Bingöl Üniversitesi (BÜ) Enerji, Çevre, Doğal Afet Uygulama ve Araştırma Merkezi Müdürü Dr. Öğretim Üyesi Kenan Akbayram liderliğinde gerçekleştirilen proje, TÜBİTAK tarafından 2022 yılında desteklenmiştir. "Doğu Anadolu Fay Zonu Üzerindeki Bingöl Sismik Boşluğu'nun Fay Yapısı ile Bingöl İli Merkez İlçesinin Yerel Zemin Etkilerinin Araştırılarak Sahaya Özel Sismik Tehlike Analizinin Yapılması" isimli proje, Bingöl'ün kent merkezinin zemininin jeofizik ve jeolojik yöntemlerle incelenmesini amaçlamaktadır.
Proje kapsamında, Erzurum Atatürk Üniversitesi Deprem Araştırma Merkezi, Maden Tetkik ve Arama Genel Müdürlüğü (MTA), ve Munzur Üniversitesi'nde görevli uzmanlarla işbirliği yapılmıştır.
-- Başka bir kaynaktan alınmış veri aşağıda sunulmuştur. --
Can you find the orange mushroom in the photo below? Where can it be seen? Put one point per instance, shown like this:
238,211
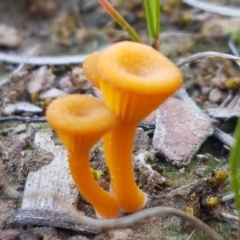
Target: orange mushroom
134,79
80,121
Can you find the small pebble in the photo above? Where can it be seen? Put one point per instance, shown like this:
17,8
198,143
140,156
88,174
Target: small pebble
9,234
181,170
20,129
215,95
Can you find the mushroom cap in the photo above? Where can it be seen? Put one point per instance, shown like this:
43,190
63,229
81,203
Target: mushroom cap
134,79
138,68
80,120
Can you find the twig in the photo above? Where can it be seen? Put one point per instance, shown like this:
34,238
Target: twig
229,216
42,60
130,219
22,119
233,48
202,55
228,197
219,9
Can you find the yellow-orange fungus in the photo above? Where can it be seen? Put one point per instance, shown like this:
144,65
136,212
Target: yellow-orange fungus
80,121
134,80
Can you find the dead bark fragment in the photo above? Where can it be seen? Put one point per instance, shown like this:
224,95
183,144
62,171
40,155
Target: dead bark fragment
179,132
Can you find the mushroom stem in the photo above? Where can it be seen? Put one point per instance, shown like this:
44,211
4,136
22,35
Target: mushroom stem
118,153
104,203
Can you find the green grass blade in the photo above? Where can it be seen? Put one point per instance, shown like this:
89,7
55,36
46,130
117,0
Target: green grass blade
156,16
234,161
149,16
120,20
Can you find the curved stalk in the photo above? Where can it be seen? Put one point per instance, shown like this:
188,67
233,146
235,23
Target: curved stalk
118,153
103,202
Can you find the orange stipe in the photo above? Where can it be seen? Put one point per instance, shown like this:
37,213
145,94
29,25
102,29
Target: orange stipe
80,121
134,79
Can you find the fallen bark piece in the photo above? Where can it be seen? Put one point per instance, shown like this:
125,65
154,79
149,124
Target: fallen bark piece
54,219
39,208
223,112
54,177
179,132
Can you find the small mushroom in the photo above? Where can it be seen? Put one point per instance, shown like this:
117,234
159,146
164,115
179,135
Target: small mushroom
80,121
134,79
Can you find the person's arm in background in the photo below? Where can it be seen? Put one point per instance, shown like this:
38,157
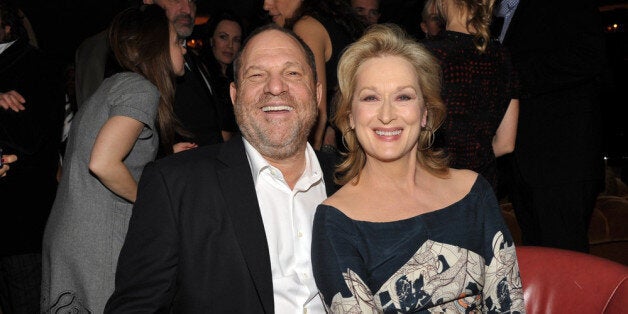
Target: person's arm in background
315,36
113,143
12,100
506,135
570,52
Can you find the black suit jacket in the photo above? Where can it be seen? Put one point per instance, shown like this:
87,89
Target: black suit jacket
196,241
28,190
557,48
196,107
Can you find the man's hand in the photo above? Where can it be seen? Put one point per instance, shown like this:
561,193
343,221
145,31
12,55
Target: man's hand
181,146
12,100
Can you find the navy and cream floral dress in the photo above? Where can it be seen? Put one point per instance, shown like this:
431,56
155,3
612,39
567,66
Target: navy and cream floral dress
459,259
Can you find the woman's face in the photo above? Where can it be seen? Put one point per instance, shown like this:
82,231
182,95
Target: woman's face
226,41
177,50
281,10
387,109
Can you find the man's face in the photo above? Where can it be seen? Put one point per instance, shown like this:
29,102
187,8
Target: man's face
367,9
276,97
181,13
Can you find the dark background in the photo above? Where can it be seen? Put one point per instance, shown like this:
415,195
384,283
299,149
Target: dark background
61,25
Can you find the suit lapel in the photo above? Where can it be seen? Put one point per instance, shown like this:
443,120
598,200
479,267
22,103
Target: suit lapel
242,205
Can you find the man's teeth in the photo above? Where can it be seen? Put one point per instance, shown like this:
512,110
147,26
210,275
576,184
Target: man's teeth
388,133
276,108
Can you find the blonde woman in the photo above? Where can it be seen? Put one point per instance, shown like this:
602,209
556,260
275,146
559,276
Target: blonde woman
406,233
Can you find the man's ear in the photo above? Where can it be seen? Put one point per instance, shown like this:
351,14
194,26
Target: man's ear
319,94
351,122
233,92
424,27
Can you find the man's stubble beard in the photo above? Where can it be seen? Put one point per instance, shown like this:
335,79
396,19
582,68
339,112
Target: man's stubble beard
260,134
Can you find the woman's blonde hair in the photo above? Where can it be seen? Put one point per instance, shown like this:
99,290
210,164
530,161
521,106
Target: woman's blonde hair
479,15
389,40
Yürütülen çalışmalar sonucunda kent merkezinin yüzde 70'inin zemin analizi tamamlanmış, geriye kalan alanların analizi ise yıl sonuna kadar planlanmıştır.
Bingöl Üniversitesi İnşaat Mühendisliği Bölümü'nde araştırma görevlisi olan Dr. Ömer Faruk Nemutlu ve Dicle Üniversitesi'nde görevli Dr. Sadık Varolgüneş'in doktora tezleri de bu projenin bir parçası olarak hazırlanmıştır. Tezlerde, İçişleri Bakanlığı ile Çevre, Şehircilik ve İklim Değişikliği Bakanlığı'nın uyguladığı metotlar kullanılarak, Bingöl'deki riskli yapılar incelenmiş ve 1500'den fazla binanın zemin dinamik verileriyle birleştirilerek depremlere karşı dayanıklılıkları değerlendirilmiştir.
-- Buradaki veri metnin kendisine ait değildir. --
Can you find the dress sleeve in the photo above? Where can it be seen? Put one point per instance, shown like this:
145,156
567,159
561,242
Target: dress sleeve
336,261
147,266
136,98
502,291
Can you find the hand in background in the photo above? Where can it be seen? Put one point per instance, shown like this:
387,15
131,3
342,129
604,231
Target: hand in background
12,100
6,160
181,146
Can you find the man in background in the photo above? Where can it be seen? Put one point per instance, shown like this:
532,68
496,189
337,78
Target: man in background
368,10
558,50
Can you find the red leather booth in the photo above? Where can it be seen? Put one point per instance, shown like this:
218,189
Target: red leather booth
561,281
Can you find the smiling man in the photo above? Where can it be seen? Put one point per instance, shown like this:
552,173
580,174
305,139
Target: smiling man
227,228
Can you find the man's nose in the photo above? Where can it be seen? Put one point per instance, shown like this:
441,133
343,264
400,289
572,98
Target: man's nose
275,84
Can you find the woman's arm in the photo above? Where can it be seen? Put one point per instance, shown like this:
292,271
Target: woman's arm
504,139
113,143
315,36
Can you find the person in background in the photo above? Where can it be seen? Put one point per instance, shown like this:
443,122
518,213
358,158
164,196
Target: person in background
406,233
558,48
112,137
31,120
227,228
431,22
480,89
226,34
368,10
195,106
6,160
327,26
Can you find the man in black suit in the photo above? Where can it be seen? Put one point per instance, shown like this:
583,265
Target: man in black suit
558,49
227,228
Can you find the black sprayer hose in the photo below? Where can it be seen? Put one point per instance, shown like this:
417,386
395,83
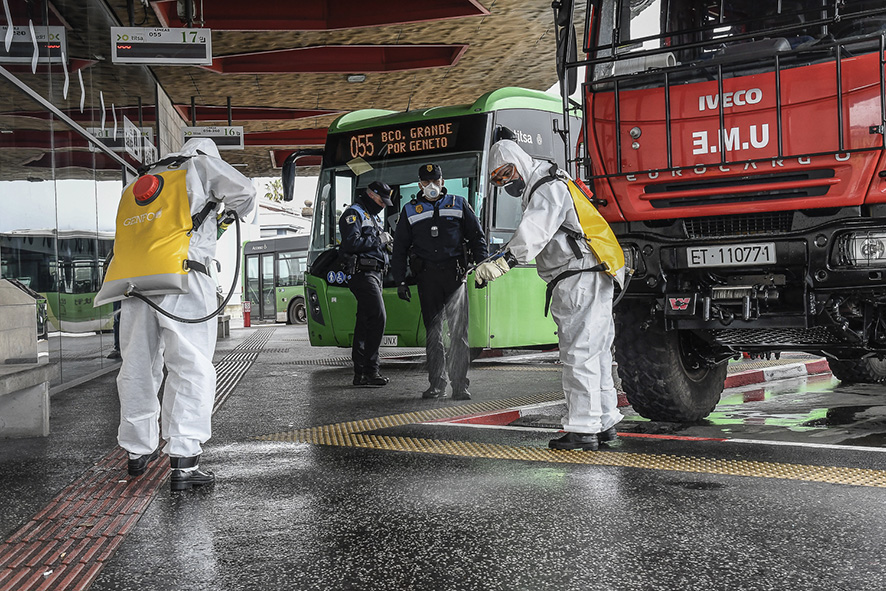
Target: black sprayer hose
218,310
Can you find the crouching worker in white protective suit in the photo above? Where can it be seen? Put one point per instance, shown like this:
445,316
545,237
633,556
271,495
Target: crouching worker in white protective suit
163,249
555,231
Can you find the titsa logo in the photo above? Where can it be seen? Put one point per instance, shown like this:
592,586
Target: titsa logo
145,217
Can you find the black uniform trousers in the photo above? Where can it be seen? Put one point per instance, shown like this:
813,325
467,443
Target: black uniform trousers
370,325
443,295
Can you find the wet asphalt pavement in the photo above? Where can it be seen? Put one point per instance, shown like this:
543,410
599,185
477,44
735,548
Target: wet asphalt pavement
765,494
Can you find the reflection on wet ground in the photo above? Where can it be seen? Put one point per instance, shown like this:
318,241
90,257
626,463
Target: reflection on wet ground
813,408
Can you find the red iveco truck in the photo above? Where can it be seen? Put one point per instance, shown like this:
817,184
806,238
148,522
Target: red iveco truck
737,149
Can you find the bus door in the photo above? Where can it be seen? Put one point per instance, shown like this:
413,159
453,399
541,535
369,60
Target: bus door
260,286
268,301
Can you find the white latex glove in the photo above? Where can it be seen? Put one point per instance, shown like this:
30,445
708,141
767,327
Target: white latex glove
387,241
491,271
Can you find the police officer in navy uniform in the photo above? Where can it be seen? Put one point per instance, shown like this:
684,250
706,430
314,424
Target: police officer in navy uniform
439,232
364,247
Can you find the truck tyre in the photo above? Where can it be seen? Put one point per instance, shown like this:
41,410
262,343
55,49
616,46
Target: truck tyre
862,371
297,313
657,373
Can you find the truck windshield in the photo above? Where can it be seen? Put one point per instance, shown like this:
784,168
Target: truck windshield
654,34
Projede ayrıca Bingöl çevresindeki fayların yapıları, jeolojik ve jeomorfolojik olarak haritalanmış, fay haritaları üzerinde revizyonlar yapılmıştır. Bu çalışmaların amacı, Bingöl'ün depremlere karşı zarar görebilirliğini arttıracak etmenleri tespit ederek, gelecekte olası depremlerin büyüklüklerini daha doğru tahmin etmektir.
Dr. Kenan Akbayram, proje tamamlandığında elde edilen bilgilerin bir rapor haline getirileceğini ve ilgili kurumlarla paylaşılacağını belirtmiştir. Bingöl'deki bu tür detaylı çalışmaların, deprem riski taşıyan diğer bölgelerde de uygulanması gerektiğini vurgulamış ve bilimsel verilerle desteklenen mühendislik çalışmalarının kentsel dönüşüme yönelik yeni imar planlarının oluşturulmasında önemli bir rol oynayacağını ifade etmiştir.
Bu proje, bölgenin deprem risklerini anlamak ve önlem almak için bilimsel bir temel oluşturarak, bölge halkının güvenliği ve yapılaşma planları için önemli bir katkı sağlamaktadır.